Zinnia: Simplicity in Emerson's "Nature"

I have always been attentive to the theme of simplicity in Thoreau's writing. I have been less attuned to it in Ralph Waldo Emerson's thought. But the other day, as I read "Nature" in the park while preparing to teach it, I seized upon this passage:

"A man's power to connect his thought with its proper symbol, and so to utter it, depends on the simplicity of his character, that is, upon his love of truth and his desire to communicate it without loss...When simplicity of character and the sovereignty of ideas is broken up by the prevalence of secondary desires - the desire of riches, of pleasure, of power, and of praise - and duplicity and falsehood take place of simplicity and truth, the power over nature as an interpreter of the will is in a degree lost."

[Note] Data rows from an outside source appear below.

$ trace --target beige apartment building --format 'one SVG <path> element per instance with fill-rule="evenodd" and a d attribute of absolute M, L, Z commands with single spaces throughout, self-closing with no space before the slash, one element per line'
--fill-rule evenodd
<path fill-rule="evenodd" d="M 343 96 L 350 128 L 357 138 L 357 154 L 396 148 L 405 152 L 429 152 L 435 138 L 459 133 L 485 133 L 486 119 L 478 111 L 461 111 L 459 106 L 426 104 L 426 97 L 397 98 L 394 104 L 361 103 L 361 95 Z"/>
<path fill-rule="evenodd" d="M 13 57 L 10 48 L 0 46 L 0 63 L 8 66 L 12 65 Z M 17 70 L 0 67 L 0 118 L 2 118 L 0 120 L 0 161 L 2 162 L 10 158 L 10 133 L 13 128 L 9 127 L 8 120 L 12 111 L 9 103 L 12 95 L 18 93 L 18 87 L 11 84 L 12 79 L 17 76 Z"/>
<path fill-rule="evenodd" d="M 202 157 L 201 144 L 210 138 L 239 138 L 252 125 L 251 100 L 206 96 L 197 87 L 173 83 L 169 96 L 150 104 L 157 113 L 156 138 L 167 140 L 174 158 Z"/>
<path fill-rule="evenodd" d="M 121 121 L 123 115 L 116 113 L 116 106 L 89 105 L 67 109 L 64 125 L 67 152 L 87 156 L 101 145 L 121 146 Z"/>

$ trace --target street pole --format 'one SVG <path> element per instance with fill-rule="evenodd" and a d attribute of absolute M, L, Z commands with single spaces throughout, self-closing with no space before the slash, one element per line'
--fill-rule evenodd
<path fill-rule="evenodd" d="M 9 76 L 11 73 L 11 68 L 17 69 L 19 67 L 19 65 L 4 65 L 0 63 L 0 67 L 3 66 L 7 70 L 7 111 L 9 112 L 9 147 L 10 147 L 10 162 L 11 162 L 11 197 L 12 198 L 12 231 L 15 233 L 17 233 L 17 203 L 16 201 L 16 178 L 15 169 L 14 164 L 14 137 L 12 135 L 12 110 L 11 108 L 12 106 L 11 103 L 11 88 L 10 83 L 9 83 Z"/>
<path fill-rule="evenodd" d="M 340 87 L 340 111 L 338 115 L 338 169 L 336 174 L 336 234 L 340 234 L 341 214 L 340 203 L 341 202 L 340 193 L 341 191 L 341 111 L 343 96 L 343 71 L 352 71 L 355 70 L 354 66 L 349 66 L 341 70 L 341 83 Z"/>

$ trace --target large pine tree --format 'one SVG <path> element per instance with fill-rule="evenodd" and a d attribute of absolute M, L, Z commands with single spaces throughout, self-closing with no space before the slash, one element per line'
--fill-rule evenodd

Emerson writes this in the context of his discussion of nature and language - particular facts of nature are symbols of particular spiritual facts. Through truthful language stemming from simplicity of character we can link those natural facts to their spiritual origin.

I thought, for example, of the simplicity of zinnias. Until my recent visits to a community garden in Brooklyn, I had never really had the chance to regard these flowers - even though my own sister's name is Xinia!

Regarding a single zinnia of fuchsia petals and yellow stamens is sufficient to teach you that in simplicity lie truth, beauty, and goodness - if we will preserve these simple values and not lose them to complication and "secondary desires."